Ketahuilah wahai saudaraku!

Permisalan Ulama di muka bumi ini ibarat bintang di langit

Ibnu Rajab rahimahullah menjelaskan tentang keberadaan Ulama yang dipermisalkan dengan bintang di langit tersebut, bahwa : “Bintang memiliki tiga faedah, yaitu : diikuti dalam kegelapan, perhiasan langit, pelempar setan yang mencuri berita dari langit. Dan Ulama di muka bumi pun juga demikian, terkumpul pada diri mereka tiga sifat mirip seperti sifat bintang, yaitu : Mereka diikuti di dalam kegelapan (kebodohan dan kemaksiatan-pent). Mereka adalah perhiasan di muka bumi (menghiasinya dengan ilmu dan amal mereka-pent). Dan mereka pelempar (membantah-pent) setan yang mencampur-adukkan kebenaran dengan kebatilan dan memasukkan ke dalam agama Islam kotoran yang berasal dari pengikut hawa nafsu” (dinukil dari Majmu’ur Rasaail Al-Hafidz Ibni Rajab, Maktabah Islamiyyah Syamilah, http://sh.rewayat2.com/gwame3/Web/32689/001.htm).

Selama Allah masih menjaga para Ulama Rabbani, maka cahaya petunjuk dan kebaikan pun akan tetap ada.Dan selama Umat ini mendengarkan nasehat dan fatwa Ulama,maka kebaikanpun akan tetap tersebar di tengah Umat ini. Mari kita simak petunjuk-petunjuk mereka!
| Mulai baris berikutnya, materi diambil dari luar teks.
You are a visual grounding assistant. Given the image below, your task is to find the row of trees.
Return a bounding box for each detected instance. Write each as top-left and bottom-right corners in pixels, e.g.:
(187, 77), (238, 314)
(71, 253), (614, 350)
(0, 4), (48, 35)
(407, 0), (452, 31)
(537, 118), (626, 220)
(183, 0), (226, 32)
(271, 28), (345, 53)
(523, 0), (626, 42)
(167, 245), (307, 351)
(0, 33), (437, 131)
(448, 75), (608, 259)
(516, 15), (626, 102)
Simaklah, apa kata Ulama tentang hukum mengucapkan ucapan selamat untuk tahun baru Hijriyyah.

Fatwa para Ulama

Sebelum kami bawakan penjelasan Ulama tentang hal ini, perlu diketahui bahwa yang dimaksud dengan “ucapan selamat” disini umum cakupannya, meliputi seluruh bentuk lafadz yang menggembirakan pendengarnya dan dikenal secara adat bahwa itu ucapan selamat yang baik. Pada asalnya kalimat ini bukanlah kalimat yang terlarang dalam syari’at.
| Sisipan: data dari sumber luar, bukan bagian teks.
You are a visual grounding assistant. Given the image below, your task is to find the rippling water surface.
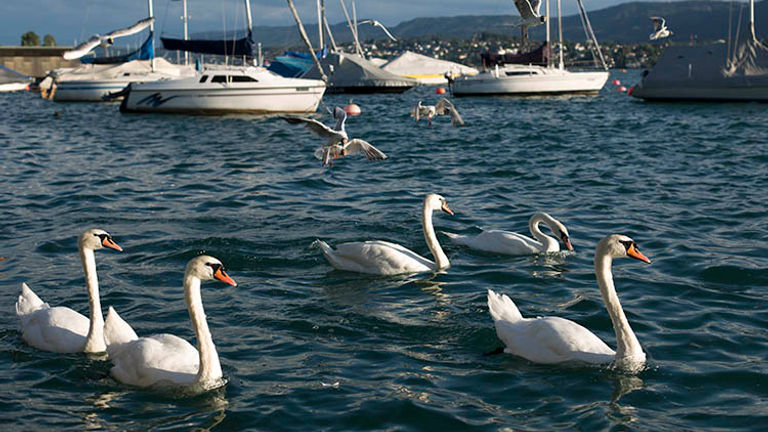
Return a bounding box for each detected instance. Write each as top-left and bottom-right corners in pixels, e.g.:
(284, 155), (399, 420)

Berikut penjelasan Syaikh Prof. Dr. Ibrahim Ar-Ruhaili hafizhahullah ketika menjelaskan hukum ucapan selamat tahun baru Hijriyyah: “Hukum ucapan selamat tahun baru (Hijriyyah) di awal bulan ini (Muharram): Tidak ada dalil yang menunjukkan disyari’atkannya memberi ucapan selamat tahun baru (Hijriyyah), sebagaimana pula tidak pernah dinukilkan satupun riwayat dari salafush shalih tentang hal ini. (Perlu diketahui), akhir-akhir ini marak tersebar ucapan selamat untuk menyambut tahun baru Hijriyyah, yang diucapkan oleh sebagian orang: ‘Kullu ‘amin wa antum bikhairin‘ (Semoga Anda berada dalam kebaikan sepanjang tahun), sedangkan ulama berbeda pendapat dalam memandang hukumnya, (sebagai berikut):

Sebagian Ulama ada yang memandang bahwa pemberian ucapan selamat tahun baru Hijriyyah ini adalah masalah adat kebiasaan masyarakat saja, tidak ada hubungannya dengan masalah Syari’at, oleh karena itu tidak bisa dikategorikan bid’ah.
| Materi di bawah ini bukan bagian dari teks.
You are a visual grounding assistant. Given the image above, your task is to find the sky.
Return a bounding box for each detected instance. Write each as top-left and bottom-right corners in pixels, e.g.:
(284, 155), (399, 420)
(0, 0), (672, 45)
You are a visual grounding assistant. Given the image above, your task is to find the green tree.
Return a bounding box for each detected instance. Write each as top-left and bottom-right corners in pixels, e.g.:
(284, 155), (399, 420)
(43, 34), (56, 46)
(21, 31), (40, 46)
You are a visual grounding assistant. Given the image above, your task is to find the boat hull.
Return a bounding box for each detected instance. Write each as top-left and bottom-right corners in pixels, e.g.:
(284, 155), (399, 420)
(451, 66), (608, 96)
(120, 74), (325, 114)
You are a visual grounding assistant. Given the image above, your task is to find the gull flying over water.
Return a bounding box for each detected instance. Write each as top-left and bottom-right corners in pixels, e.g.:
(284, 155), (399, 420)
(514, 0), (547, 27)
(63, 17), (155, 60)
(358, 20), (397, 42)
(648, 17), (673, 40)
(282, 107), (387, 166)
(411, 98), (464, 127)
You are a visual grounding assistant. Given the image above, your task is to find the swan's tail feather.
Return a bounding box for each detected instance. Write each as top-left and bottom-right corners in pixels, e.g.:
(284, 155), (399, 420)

Diantara Ulama yang berpendapat seperti ini adalah Syaikh Muhammad Shalih Al-‘Utsaimin, dalam sebagian fatwa beliau. Oleh karena itulah, tidak mengapa (seseorang memberikan) ucapan selamat tahun baru Hijriyyah (asalkan) tidak meyakininya sebagai Sunnah. Sebagaimana selayaknya orang yang mendapatkan ucapan selamat ‘Kullu ‘Amin wa Antum bikhoirin‘ (Semoga Anda berada dalam kebaikan sepanjang tahun) membalasnya dengan do’a : ‘Semoga yang kita dapatkan tahun kebaikan dan barakah‘ (Liqo`ul babil Maftuh :93, Kamis, 25 Dzul Hijjah 1415 H)

Sebagian Ulama ada pula yang berpendapat, bahwa pemberian ucapan selamat tahun baru Hijriyyah ini tidak pernah dikenal oleh Salafush Shalih, oleh karena itu tidak selayaknya mendahului mengucapkannya.

Adapun orang yang didahului diberi ucapan selamat :’Kullu ‘amin wa antum bikhoirin‘ (Semoga Anda berada dalam kebaikan sepanjang tahun), maka tidak mengapa ia membalasnya dengan ucapan: ‘Semoga Andapun juga demikian‘ atau ucapan yang semisal itu. Dengan pendapat inilah Syaikh Abdul Aziz bin Baz berfatwa dalam sebagian jawaban beliau tentang hukum memberi ucapan selamat tahun baru (Hijriyyah). (Lihat website resmi Syaikh Bin Baz).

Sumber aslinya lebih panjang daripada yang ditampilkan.